April 29, 1999 | Feeling depressed? Lethargic? Shell-shocked by life's little bombardments? You could try meditation. Or yoga. Or color therapy. Or herbal remedies. Or, if you prefer drastic measures, you could drill a hole in your head.

The practice of making a hole in the skull, known as trepanation, has been around since the Stone Age. Along with circumcision it's one of our oldest surgical procedures -- archaeologists have found trepanned skulls dating back to 3000 B.C. Hippocrates, in his classic medical text "On Injuries of the Head," endorsed trepanation for the treatment of head wounds. During medieval times, the procedure was thought to liberate demons from the heads of the possessed and, later on, Europeans did it to cure a hodgepodge of maladies ranging from meningitis to epilepsy.

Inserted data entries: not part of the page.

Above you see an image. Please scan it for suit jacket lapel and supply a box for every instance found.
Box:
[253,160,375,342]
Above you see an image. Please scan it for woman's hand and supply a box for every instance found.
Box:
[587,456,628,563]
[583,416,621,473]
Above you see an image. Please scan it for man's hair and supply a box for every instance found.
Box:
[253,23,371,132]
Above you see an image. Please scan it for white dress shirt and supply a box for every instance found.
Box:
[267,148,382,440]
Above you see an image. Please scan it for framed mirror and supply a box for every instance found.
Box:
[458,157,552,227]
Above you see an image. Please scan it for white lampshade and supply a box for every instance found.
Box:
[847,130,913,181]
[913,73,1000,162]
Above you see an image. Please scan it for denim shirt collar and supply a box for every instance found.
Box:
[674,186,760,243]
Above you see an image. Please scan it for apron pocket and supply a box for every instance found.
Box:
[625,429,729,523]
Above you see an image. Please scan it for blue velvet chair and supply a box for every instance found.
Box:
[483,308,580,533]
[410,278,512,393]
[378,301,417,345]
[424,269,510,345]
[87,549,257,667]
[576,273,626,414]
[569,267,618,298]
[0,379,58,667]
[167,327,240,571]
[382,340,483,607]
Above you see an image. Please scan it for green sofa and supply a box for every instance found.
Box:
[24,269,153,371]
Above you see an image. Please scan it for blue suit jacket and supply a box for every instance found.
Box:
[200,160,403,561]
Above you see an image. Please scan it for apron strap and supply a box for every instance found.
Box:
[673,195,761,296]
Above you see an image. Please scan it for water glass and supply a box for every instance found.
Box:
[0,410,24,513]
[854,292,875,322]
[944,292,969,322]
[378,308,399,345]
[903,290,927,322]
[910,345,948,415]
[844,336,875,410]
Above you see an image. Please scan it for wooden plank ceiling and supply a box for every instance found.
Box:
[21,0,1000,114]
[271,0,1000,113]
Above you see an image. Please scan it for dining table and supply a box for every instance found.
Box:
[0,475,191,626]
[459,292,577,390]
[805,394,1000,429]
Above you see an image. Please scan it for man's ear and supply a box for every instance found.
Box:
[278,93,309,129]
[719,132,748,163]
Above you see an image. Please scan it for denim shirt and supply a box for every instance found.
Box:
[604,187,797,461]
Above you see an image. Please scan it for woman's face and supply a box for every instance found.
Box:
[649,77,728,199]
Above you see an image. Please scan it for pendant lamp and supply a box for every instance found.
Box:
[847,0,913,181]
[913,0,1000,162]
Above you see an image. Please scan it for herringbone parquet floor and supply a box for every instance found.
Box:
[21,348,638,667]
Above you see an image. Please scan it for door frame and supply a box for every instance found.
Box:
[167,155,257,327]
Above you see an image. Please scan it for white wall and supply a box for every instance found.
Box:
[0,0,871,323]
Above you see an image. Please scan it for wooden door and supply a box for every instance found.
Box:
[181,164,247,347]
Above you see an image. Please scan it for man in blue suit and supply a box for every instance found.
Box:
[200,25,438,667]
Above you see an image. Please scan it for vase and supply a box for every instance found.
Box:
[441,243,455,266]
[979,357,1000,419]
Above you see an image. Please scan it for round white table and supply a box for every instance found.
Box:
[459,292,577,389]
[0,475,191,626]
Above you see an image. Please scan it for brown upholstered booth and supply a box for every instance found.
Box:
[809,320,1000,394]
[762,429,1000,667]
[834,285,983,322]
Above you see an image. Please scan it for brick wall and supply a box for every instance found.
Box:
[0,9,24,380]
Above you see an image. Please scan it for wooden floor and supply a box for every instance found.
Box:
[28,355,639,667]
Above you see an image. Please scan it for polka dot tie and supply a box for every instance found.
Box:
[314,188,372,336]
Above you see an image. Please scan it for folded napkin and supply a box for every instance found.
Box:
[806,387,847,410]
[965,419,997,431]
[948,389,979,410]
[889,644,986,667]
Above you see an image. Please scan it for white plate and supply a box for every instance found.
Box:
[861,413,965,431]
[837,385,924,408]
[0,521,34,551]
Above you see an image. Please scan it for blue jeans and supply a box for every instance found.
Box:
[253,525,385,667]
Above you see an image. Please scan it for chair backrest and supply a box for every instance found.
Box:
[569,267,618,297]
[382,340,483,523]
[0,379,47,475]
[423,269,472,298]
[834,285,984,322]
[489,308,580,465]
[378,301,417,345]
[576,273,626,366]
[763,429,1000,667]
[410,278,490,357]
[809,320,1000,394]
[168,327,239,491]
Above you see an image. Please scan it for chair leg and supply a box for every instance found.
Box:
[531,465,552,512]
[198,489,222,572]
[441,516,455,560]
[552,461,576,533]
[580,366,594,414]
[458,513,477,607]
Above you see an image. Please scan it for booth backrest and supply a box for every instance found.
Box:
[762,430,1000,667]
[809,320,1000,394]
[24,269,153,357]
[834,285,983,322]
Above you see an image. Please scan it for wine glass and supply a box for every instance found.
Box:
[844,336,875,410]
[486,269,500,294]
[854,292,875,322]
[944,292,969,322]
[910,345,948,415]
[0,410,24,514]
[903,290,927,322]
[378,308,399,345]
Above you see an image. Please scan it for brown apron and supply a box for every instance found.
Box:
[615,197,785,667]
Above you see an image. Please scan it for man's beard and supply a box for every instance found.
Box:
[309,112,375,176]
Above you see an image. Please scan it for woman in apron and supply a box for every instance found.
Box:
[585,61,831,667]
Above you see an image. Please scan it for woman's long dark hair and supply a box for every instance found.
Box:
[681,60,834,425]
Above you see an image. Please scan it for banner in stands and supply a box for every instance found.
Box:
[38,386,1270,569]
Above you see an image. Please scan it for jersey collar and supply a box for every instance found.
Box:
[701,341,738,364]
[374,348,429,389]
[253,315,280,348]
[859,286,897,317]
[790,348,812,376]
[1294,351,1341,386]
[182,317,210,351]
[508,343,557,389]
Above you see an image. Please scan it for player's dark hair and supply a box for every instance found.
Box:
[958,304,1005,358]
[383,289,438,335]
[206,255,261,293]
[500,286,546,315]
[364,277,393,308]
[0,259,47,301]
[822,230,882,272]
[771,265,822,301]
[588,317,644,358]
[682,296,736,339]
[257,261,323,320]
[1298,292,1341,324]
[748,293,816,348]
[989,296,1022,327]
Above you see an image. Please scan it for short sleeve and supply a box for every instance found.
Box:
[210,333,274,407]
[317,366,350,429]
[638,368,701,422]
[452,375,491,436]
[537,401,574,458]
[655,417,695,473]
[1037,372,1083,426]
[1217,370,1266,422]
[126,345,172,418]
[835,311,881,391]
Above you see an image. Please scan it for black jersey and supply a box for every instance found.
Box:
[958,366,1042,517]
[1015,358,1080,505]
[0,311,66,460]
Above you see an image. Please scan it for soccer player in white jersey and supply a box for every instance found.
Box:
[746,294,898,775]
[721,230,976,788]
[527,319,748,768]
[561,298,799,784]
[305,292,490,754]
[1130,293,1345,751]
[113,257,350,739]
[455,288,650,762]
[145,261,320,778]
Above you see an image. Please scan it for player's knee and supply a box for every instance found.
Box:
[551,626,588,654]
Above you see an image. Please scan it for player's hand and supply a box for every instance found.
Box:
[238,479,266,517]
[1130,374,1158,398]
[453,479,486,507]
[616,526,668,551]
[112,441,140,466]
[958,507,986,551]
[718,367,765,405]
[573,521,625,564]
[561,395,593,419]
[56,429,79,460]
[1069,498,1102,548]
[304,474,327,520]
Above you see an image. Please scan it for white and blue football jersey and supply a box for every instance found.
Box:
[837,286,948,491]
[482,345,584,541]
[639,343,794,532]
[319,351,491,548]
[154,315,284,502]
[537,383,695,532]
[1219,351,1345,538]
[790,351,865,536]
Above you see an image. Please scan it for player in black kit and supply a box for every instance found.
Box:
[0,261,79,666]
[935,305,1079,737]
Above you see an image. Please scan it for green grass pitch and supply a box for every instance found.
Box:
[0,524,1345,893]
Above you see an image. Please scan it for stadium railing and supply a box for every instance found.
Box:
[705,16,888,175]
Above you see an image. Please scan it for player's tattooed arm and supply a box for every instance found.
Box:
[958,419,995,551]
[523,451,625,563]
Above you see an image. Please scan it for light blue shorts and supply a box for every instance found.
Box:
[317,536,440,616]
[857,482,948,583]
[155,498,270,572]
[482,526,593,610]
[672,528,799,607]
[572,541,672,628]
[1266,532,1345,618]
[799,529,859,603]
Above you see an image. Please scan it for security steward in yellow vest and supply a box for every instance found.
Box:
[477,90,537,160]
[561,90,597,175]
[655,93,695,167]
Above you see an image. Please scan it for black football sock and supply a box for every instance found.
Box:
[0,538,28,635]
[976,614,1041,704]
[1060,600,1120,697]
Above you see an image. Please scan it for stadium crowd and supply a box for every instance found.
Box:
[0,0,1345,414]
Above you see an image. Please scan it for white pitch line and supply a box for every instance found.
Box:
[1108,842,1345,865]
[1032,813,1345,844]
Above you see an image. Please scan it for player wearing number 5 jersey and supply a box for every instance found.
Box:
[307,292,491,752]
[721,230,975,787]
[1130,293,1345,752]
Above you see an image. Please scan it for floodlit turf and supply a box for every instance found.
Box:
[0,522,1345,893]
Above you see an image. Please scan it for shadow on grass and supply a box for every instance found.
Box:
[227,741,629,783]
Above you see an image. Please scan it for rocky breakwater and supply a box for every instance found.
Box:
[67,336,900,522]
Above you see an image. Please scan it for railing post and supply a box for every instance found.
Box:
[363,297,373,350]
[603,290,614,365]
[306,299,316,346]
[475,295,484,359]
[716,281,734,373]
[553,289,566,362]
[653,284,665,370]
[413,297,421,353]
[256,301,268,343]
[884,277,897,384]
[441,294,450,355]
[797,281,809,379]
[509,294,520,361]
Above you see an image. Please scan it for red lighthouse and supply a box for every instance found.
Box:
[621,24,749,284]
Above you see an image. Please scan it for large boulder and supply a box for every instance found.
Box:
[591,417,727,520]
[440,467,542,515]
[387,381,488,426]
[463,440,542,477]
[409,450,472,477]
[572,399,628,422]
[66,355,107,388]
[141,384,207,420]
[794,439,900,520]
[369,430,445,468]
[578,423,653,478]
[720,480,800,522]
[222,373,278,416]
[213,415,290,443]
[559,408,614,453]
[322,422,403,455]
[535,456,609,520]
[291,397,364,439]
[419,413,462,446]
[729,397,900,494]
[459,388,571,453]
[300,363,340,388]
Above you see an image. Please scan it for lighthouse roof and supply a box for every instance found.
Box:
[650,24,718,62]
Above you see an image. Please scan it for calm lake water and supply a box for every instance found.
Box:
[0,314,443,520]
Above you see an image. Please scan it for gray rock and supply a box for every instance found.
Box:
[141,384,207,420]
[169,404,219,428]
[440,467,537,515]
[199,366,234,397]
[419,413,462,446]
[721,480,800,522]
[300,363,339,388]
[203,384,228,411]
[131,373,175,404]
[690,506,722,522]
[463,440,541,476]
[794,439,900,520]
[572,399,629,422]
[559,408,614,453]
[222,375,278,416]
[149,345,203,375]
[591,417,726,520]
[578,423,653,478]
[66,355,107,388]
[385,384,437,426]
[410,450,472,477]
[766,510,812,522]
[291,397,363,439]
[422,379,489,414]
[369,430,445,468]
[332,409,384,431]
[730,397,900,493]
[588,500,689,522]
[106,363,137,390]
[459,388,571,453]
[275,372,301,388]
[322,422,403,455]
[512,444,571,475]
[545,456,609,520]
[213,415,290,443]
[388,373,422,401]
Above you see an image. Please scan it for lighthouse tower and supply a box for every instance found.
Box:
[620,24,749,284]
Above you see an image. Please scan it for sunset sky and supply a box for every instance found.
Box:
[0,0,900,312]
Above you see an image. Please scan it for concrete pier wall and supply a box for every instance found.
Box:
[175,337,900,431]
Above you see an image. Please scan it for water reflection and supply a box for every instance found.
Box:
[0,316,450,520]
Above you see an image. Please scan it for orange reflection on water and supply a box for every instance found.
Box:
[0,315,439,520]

The procedure, from a technical standpoint, is simplicity's model. An instrument called a trepan is used to make the hole. Throughout history, the trepanning tool has developed dramatically, evolving from a crude hunk of sharpened flint in prehistoric times to a hand-cranked auger in the first century to, nowadays, an electric drill. Anyway, the trepan goes into your skull and a chunk of bone is extracted. You bandage yourself up and eventually the skin heals over, leaving only a small indentation to show for the hole in your head.

But why -- with all of today's sophisticated therapies -- go for the hole? The idea is to pump up your "brainbloodvolume," a term coined by Dutchman Bart Huges, the guru of modern-day trepanation. Back in the psychedelic '60s, at the height of the age of mind expansion, Huges decided to expand -- literally -- his own brain. Your level of consciousness, goes Huges' theory, is directly related to the volume of blood in your brain. Babies have naturally high brainbloodvolume, being born with a soft spot at the top of their heads -- the fontanel -- that gives the brain room to pulse. (When you look at a baby's head, you can actually see the pliant tissue at the fontanel throbbing with the baby's heartbeat, pumping oxygen through the brain.) Within the first year, though, that soft tissue hardens into bone.

And therein, says Huges, lies the problem. Once the fontanel seals off, your brain has no proper vent through which to breathe. To make matters worse, the upright stance you adopt as a toddler allows gravity to pull blood away from your head -- the beginning of a lifelong drain. Pulsation decreases. Brainbloodvolume plummets. You get lethargic, estranged, depressed. What can you do?

You can dabble in one or all of modernity's modest remedies, or you can do like Bart Huges and get yourself trepanned. By opening up that hole -- a sort of do-it-yourself fontanel -- you reverse nature's wayward development and return your skull to its original condition. As a result, trepanners say, you'll be happier, more energetic and less prone to crippling bouts of ennui. You'll ascend to the child's plane of acute consciousness from which you disembarked to enter the lowly malaise of adulthood. Basically, you'll feel like a kid again.

Just listen to Pete Halvorson, a Huges disciple who now directs the International Trepanation Advocacy Group (ITAG): "With trepanation, you can willfully and deliberately accelerate your brain metabolism. You have a higher level of consciousness. You're optimistic and upbeat. You look at problems as a source of entertainment. You'll feel good your whole life."